From: Greg KH <gregkh@linuxfoundation.org>
To: "Guilherme G. Piccoli" <gpiccoli@igalia.com>
Cc: stable@vger.kernel.org, sashal@kernel.org, x86@kernel.org,
kernel@gpiccoli.net, kernel-dev@igalia.com
Subject: Re: [PATCH 5.10.y] x86/mm: Remove broken vsyscall emulation code from the page fault code
Date: Wed, 12 Jun 2024 15:57:01 +0200 [thread overview]
Message-ID: <2024061249-sadly-tripping-c315@gregkh> (raw)

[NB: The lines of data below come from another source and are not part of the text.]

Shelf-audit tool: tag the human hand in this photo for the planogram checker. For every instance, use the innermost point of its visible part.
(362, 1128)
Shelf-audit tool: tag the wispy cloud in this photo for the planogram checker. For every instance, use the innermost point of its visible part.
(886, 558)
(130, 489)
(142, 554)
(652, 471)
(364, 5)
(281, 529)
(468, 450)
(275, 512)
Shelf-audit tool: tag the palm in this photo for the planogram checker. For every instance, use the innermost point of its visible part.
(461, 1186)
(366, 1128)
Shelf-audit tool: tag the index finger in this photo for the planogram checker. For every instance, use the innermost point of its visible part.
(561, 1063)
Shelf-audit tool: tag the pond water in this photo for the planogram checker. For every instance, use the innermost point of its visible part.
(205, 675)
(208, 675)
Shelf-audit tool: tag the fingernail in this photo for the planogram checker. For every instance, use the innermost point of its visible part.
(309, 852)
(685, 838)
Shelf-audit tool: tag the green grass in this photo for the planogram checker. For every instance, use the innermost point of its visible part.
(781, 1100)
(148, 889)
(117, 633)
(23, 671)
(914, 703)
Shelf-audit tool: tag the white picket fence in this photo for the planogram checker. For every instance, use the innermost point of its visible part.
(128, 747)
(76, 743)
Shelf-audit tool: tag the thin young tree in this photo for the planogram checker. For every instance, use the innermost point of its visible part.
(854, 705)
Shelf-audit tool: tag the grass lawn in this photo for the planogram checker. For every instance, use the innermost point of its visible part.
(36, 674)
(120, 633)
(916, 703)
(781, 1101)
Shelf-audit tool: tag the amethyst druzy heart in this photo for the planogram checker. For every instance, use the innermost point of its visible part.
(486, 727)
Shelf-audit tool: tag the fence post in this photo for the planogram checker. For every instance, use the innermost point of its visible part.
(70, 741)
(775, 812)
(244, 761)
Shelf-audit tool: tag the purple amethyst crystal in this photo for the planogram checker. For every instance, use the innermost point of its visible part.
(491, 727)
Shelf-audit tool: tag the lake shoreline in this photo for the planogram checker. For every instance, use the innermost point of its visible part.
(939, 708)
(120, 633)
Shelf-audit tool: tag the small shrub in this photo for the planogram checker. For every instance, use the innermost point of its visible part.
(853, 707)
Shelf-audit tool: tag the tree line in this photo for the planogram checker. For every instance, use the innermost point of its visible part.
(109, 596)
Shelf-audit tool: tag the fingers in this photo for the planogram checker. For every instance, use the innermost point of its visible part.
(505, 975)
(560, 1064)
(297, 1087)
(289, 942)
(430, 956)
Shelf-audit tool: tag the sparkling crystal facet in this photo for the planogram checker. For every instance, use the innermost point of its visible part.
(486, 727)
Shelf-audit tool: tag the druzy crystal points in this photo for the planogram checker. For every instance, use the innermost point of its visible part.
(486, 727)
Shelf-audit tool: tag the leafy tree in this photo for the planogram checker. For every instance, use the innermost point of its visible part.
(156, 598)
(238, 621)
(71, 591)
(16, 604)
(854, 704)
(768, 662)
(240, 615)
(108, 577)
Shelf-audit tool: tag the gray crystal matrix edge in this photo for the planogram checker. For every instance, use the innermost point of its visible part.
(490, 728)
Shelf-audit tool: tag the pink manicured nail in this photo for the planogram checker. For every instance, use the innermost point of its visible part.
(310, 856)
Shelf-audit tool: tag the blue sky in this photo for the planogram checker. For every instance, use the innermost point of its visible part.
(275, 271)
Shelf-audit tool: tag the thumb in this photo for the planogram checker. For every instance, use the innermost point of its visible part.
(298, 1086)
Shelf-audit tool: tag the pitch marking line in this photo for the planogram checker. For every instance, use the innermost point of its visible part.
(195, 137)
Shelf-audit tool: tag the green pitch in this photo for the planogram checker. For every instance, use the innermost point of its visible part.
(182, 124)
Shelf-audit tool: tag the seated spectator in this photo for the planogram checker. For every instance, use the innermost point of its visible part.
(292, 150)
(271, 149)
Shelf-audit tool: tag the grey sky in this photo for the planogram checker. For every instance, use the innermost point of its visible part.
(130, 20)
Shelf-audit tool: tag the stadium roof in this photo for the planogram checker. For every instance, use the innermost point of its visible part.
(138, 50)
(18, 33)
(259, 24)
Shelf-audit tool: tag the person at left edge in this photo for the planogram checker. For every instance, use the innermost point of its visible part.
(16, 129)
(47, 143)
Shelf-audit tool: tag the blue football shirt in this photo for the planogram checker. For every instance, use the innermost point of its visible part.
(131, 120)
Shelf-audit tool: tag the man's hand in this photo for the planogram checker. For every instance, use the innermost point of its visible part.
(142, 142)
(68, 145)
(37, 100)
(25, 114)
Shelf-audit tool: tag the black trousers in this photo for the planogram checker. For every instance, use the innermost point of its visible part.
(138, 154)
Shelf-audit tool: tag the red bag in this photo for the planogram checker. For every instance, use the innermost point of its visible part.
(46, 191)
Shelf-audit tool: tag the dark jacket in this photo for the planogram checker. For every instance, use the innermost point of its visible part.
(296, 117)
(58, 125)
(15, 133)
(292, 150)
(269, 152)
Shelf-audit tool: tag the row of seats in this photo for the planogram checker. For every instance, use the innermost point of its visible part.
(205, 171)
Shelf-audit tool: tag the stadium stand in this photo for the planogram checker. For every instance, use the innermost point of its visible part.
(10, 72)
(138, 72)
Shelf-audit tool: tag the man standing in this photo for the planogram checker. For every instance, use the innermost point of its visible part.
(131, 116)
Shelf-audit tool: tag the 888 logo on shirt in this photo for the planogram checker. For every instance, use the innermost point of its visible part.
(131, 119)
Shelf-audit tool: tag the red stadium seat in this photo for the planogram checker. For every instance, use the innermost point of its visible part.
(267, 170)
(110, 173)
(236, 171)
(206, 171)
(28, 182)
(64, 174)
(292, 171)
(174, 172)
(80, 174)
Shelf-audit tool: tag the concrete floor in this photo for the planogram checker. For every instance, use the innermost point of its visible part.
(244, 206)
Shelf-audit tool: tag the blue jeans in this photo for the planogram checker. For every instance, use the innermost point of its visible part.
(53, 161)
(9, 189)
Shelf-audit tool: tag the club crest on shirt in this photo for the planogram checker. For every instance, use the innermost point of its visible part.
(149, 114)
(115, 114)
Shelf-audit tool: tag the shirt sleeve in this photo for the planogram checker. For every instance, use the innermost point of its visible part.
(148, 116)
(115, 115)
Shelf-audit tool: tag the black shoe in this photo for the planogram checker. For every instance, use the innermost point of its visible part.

In-Reply-To: <20240602152525.78730-1-gpiccoli@igalia.com>
On Sun, Jun 02, 2024 at 12:24:34PM -0300, Guilherme G. Piccoli wrote:
> From: Linus Torvalds <torvalds@linux-foundation.org>
>
> commit 02b670c1f88e78f42a6c5aee155c7b26960ca054 upstream.
>
> The syzbot-reported stack trace from hell in this discussion thread
> actually has three nested page faults:
>
> https://lore.kernel.org/r/000000000000d5f4fc0616e816d4@google.com
>
> ... and I think that's actually the important thing here:
>
> - the first page fault is from user space, and triggers the vsyscall
> emulation.
>
> - the second page fault is from __do_sys_gettimeofday(), and that should
> just have caused the exception that then sets the return value to
> -EFAULT
>
> - the third nested page fault is due to _raw_spin_unlock_irqrestore() ->
> preempt_schedule() -> trace_sched_switch(), which then causes a BPF
> trace program to run, which does that bpf_probe_read_compat(), which
> causes that page fault under pagefault_disable().
>
> It's quite the nasty backtrace, and there's a lot going on.
>
> The problem is literally the vsyscall emulation, which sets
>
> current->thread.sig_on_uaccess_err = 1;
>
> and that causes the fixup_exception() code to send the signal *despite* the
> exception being caught.
>
> And I think that is in fact completely bogus. It's completely bogus
> exactly because it sends that signal even when it *shouldn't* be sent -
> like for the BPF user mode trace gathering.
>
> In other words, I think the whole "sig_on_uaccess_err" thing is entirely
> broken, because it makes any nested page-faults do all the wrong things.
>
> Now, arguably, I don't think anybody should enable vsyscall emulation any
> more, but this test case clearly does.
>
> I think we should just make the "send SIGSEGV" be something that the
> vsyscall emulation does on its own, not this broken per-thread state for
> something that isn't actually per thread.
>
> The x86 page fault code actually tried to deal with the "incorrect nesting"
> by having that:
>
> if (in_interrupt())
> return;
>
> which ignores the sig_on_uaccess_err case when it happens in interrupts,
> but as shown by this example, these nested page faults do not need to be
> about interrupts at all.
>
> IOW, I think the only right thing is to remove that horrendously broken
> code.
>
> The attached patch looks like the ObviouslyCorrect(tm) thing to do.
>
> NOTE! This broken code goes back to this commit in 2011:
>
> 4fc3490114bb ("x86-64: Set siginfo and context on vsyscall emulation faults")
>
> ... and back then the reason was to get all the siginfo details right.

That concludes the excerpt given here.